Lab 11 - Final Processor

Lab 11 - Final Processor

For this laboratory you will modify your pipelined processor from the previous lab to implement several new instructions and prepare your processor for download. You will also modify your Fibonacci code from a previous lab to execute on your processor.

Avg Hours: 7.3 (Winter 2021)

Learning Outcomes

  • Understand how to implement jump instructions
  • Modify the pipelined processor to implement several other instructions

Preliminary

In this laboratory exercise you will be adding a number of new instructions to your pipeline processor. Several preliminary exercises will be given to help you prepare for these processor changes. You will be required to implement and add the following set of instructions in your processor:

  • Immediate Instruction: LUI
  • Branch Instructions: BNE, BLT, BGE
  • Shift instructions: SLLI, SRLI, SRAI, SLL, SRL, SRA
  • Jump Instructions: JAL, JALR,

The changes required to implement these instructions will be discussed below.

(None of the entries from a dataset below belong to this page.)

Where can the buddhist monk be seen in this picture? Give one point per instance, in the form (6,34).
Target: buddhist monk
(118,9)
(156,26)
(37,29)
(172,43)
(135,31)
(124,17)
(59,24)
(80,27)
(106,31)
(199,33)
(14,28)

Immediate Instruction, LUI

One of the limitations of the current processor is that we can only load immediate values that are 12-bits long (i.e., addi). This makes it difficult to create 32-bit constants and pointers to locations in memory that are far away from the current PC. To facilitate the creation of larger immediate values, you will need to implement the “load upper immediate” or LUI instruction. Review the operation of the LUI instruction by revering to the green card in your book or with the online RISC-V instruction set specification.

Determine the value written to the register x2 using the following LUI instruction: 0x03f2c137

There are several changes you will need to make to your processor to support this instruction. First, you will need to augment your “immediate generation” logic to generate a 32-bit immediate value using the “U-type” immediate format. In the ID stage you will need to decode the LUI instruction and when this instruction is found, generate the proper U-type immediate value.

The second change that should be made is to modify your control logic to support the unique functionality of the LUI instruction. The control logic should be modified so that the LUI instruction operates much like the ADDI (add immediate instruction). There is one key difference between the ADDI and the LUI: for the LUI, you should make sure that the register you read from the first read port (rs1) is always set to zero. The idea is that you want the new immediate value to be added to the value 0 (which is located in register 0). The result of the add will be the immediate value and this value can be written to the proper register in the register file as occurs with immediate instructions.

Branch Instructions

Your processor currently only supports one branch instruction: BEQ. You are required to add support the following additional instructions: BNE (branch not equal), BLT (branch less than), and BGE (branch greater than or equal). Adding support for these instructions will require several changes to your processor. First, you will need to generate a signal “LESS_THAN” signal in the EX stage. This “LESS_THAN” signal indicates that the first operand of the ALU is “less than” the second operand of the ALU. This is easily obtained by evaluating the result of the subtract that occurs in the ALU during branch instructions. If the result is negative, then “LESS_THAN” should be true. Otherwise, “LESS_THAN” should be false. Like the “ZERO” signal, this signal needs to be pipelined from the EX stage to the MEM stage.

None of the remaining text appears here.